In the network’s proud tradition of reporting news that never happened, NBC Nightly News reported in 2003, and again last week, that a helicopter in which anchor Brian Williams was a passenger, was hit by an RPG. In fact, it was a helicopter in which Williams wasn’t a passenger that was attacked.
It’s easy to understand how such a mistake could have been made. Just the other day a vehicle in which I wasn’t a passenger was involved in a massachusetts car accident. I did see the cars with the dented fenders on the side of the road, and as I drove by, I thought, “How will I ever forget this day when there was an accident in which I wasn’t involved?”
On the other hand, when I recounted the story to a friend, I felt no compulsion to say that my car had been damaged.

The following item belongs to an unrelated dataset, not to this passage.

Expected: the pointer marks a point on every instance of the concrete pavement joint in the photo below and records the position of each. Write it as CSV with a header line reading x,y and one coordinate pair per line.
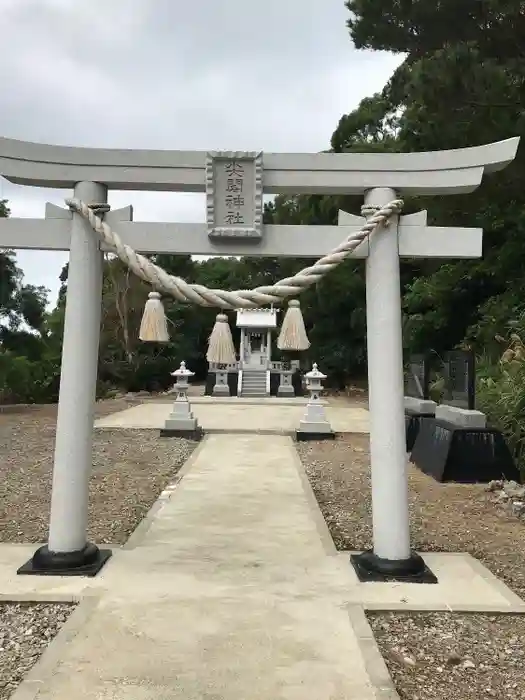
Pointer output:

Williams’ could have easily avoided the controversy created by his nonfactual story. After all, he does work for the same network that planted incendiary devices on GM trucks, filmed the resulting damage, and then reported that the explosions were caused by impact on side-mounted gas tanks. The network clearly had the technology to create explosions suitable for filming years ago, and obviously has no problem using such technology to create nonfactual reports.
To preserve his reputation as a “trusted” reporter, Williams could have arranged for a few incendiary devices to be attached to the side of his helicopter and detonated after he had disembarked. Then his report would have had a shred of credibility as the helicopter in which he was riding would have actually had signs of damage.
Williams’ spin on the incident is equally disingenuous. According to a post on the NBC web site, “In a piece last week on Nightly News, Williams took Sergeant Major Tim Terpak, who just retired with three bronze stars, to a New York Rangers hockey game, where the vet was honored with a standing ovation by some 18,000 people at Madison Square Garden.
In honoring Terpak, Williams told the story of his helicopter being hit by an RPG, but that wasn’t accurate.
On Wednesday’s Nightly News, Williams admitted, “I made a mistake in recalling the events of 12 years ago.” Williams and his team were actually in one of the aircraft following a Chinook helicopter that was hit.
Over the course of 12 years, memories can certainly fade and details lost. But according to a report in Stars and Stripes, “Miller, Reynolds and Mike O’Keeffe, who was a door gunner on the damaged Chinook, said they all recall NBC reporting that Williams was aboard the aircraft that was attacked, despite it being false. The NBC online archive shows the network broadcast a news story on March 26, 2003, with the headline, “Target Iraq: Helicopter NBC’s Brian Williams Was Riding In Comes Under Fire.”
“Miller”refers to Sgt. 1st Class Joseph Miller, who was the flight engineer on the aircraft that carried the journalists, and “Reynolds” is Lance Reynolds, who was the flight engineer on the Chinook helicopter that was actually hit.
Reynolds has stated, “It was something personal for us that was kind of life-changing for me. I know how lucky I was to survive it, It felt like a personal experience that someone else wanted to participate in and didn’t deserve to participate in.”
Williams has disputed claims the initial reports were inaccurate and states that he originally reported he was in another helicopter but later confused the events. In 2008 he posted on an NBC blog (under his byline), “Chinook helicopter flying in front of ours (from the 101st Airborne) took an RPG to the rear rotor.”
Assuming his original 2003 report was accurate and that someone else at the Nonfactual Broadcasting Company is responsible for altering the original language, Williams could be given a pass. However, the report was controversial from the start, Williams certainly recognized that in 2008 and yet last week, he became “confused.”
In fact, it appears that Williams’ confusion is simply the result of being caught in a lie. What is surprising, is that false reporting matters to anyone at the Nonfactual Broadcasting Company.